Most of my encounters are informal. I gather with several groups just for conversation or to talk about books, with lots of unbookish rabbit trails. The 5th-floor Manor neighborhood where I live celebrates friendship, with special meals together, raucous birthday celebrations, funny meetings for business (that sometimes get heated, but we always make up), prayer times together, and lots of informal visiting. We even have a buddy system to keep tabs in case of illness or emergency.
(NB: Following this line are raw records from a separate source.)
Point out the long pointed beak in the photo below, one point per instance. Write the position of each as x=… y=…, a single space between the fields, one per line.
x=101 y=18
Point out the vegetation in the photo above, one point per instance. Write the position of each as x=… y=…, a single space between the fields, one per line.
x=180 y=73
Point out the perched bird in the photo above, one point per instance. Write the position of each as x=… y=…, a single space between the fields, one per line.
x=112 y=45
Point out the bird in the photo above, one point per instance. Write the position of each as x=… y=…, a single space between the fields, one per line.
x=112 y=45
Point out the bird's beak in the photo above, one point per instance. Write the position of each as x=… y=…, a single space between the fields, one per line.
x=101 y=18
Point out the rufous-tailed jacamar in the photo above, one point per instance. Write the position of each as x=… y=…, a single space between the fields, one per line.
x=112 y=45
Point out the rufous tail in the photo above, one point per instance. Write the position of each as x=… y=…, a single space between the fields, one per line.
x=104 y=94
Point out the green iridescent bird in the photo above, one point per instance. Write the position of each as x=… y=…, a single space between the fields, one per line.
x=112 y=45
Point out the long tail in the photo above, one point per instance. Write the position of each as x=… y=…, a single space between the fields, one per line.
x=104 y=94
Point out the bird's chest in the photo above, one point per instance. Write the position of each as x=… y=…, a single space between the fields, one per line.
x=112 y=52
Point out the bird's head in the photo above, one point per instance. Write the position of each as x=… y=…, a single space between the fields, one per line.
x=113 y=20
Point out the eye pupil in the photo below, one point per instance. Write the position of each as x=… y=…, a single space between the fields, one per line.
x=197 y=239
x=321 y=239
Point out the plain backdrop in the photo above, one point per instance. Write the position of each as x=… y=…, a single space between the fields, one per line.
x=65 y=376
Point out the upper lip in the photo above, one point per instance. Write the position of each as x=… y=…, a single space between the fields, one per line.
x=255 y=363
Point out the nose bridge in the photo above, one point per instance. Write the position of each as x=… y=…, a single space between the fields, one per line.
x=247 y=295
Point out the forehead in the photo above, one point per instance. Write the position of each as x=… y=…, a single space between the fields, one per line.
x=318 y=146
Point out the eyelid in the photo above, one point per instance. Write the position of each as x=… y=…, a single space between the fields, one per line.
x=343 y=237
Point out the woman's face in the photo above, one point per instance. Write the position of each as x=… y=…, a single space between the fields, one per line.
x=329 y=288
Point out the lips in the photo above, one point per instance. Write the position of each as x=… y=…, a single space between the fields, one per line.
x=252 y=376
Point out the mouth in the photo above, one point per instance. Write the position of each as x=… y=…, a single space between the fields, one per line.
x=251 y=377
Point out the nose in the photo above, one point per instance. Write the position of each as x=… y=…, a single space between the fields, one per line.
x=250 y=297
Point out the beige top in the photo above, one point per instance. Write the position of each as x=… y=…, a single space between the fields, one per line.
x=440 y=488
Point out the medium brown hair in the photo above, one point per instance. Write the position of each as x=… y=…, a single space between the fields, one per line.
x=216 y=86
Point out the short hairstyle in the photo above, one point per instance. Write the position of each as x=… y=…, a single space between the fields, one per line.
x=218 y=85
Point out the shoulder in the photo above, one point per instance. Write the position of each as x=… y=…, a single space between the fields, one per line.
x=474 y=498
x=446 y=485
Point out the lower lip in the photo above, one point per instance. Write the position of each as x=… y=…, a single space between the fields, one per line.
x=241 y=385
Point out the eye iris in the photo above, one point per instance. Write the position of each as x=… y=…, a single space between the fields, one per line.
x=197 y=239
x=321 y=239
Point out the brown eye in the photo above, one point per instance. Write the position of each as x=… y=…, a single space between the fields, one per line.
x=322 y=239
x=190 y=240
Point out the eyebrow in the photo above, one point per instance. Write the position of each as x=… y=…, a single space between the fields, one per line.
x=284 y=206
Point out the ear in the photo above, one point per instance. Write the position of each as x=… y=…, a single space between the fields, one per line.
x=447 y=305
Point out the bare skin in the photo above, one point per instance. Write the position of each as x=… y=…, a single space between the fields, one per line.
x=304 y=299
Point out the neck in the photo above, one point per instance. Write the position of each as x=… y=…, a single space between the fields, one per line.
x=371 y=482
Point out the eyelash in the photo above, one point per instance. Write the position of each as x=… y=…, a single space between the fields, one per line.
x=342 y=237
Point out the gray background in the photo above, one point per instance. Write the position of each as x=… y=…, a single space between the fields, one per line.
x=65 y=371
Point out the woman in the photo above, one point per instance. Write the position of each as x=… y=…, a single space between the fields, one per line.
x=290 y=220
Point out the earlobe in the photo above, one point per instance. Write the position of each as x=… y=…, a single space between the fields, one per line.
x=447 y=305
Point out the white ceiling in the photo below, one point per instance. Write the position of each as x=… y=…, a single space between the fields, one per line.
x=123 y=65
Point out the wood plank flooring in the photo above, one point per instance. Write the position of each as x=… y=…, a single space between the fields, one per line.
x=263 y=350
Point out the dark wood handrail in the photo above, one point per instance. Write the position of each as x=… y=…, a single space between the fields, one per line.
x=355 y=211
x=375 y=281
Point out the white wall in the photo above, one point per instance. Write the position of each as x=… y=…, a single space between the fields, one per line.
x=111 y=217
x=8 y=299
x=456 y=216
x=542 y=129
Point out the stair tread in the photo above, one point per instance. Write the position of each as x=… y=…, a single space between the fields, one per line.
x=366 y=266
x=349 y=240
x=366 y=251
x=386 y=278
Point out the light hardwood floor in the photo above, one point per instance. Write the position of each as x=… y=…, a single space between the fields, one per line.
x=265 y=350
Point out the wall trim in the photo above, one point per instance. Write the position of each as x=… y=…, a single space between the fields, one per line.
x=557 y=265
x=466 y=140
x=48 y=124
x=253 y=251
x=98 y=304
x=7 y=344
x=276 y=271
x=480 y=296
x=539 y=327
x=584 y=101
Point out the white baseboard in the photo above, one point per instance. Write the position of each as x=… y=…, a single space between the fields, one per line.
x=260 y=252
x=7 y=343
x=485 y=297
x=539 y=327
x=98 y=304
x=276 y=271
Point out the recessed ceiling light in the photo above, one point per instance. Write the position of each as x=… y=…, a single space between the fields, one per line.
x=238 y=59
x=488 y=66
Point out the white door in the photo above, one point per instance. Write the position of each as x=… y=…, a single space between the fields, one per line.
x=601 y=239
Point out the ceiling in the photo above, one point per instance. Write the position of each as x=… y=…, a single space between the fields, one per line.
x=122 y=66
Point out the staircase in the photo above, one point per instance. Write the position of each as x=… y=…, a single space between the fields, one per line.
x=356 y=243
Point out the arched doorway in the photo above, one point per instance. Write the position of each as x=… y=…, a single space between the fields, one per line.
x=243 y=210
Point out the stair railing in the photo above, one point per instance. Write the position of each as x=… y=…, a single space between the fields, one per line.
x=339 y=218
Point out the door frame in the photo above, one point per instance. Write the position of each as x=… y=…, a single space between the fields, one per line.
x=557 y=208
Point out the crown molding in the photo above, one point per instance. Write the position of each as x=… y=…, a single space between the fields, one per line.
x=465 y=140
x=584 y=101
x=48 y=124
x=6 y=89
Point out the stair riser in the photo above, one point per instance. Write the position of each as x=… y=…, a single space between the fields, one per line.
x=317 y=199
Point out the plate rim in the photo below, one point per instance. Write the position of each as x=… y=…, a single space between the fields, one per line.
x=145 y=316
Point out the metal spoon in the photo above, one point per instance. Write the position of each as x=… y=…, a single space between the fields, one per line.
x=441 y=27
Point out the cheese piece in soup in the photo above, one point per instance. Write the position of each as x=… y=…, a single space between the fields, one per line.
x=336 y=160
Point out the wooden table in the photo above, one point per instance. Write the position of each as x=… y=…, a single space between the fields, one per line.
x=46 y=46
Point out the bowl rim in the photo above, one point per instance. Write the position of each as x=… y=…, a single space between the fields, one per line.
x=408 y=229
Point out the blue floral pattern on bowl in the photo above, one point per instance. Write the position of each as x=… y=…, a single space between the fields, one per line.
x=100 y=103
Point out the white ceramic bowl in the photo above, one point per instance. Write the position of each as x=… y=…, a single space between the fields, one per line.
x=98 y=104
All my old and new-found friends are interesting. Some have proven to be characters with a broadness and depth I keep discovering. I find many poems sticking out behind their ears. Following are a few vignettes of my fellow residents and one staff worker (some of the names changed for privacy’s sake):

Bonnie decided to try a new art form
so she downloaded some instructions
from the Web, bought the paper
and acrylics, and began pouring
paint on paper, tipping it,
letting the colors ribbon
and swirl. It turned out nice,
so now she’s giving classes every Friday
afternoon. “I’m not really an artist,”
she says. “Anyone can do this.”
I wonder about that. The results
of the class are now on display.
Something in the sense of movement
stirs me, and I can’t stop admiring.
“This isn’t ART,” Bonnie claims.
“It’s more like a hobby.”
I wonder about that, too.
Who’s to say? It just may be
the real thing after all.
Like Bonnie.

Ray won a prize in the First Annual
Friendsview Poetry Writing Contest.
He submitted an old poem,
one he had written years ago, a poem
to his wife. He was a soldier in Vietnam,
missing his bride. The poem rhymed
and every stanza ended with the line,
“I think of you.”
Sam’s wife died several years ago.
He says he still thinks about her
every day.

My friend Edith
tells me that her son
visited her soon after he died.
He came and sat on the edge
of her bed. He spoke no
words, but his presence
comforted. When Harriet reached
up and turned on the light,
no one was there.
But she knew what she knew.
“He was,” she says, “unacquainted
with the limits of death.”

The man who vacuums
the carpets in the hall
is really the Prince of Yap.
His late father was the King of Yap
and he was next in line
to succeed to the throne.
But he didn’t want to be king.
He envisioned another life,
dreamed of open borders,
less ocean, more scope.
So he migrated to America.
One of his relatives is now king.
He’s happy to be here,
vacuuming rugs, secretly knowing
he still is, will always be,
the Prince of Yap.

These poems feature just a few of my new friends here in Friendsview (appropriately named). They’re just people, but all of them unique in their own ways and with a wealth of stories to tell. And the stories aren’t finished yet. Because we’re friends, I get to be a part of the ongoing adventures. It’s what makes this place home.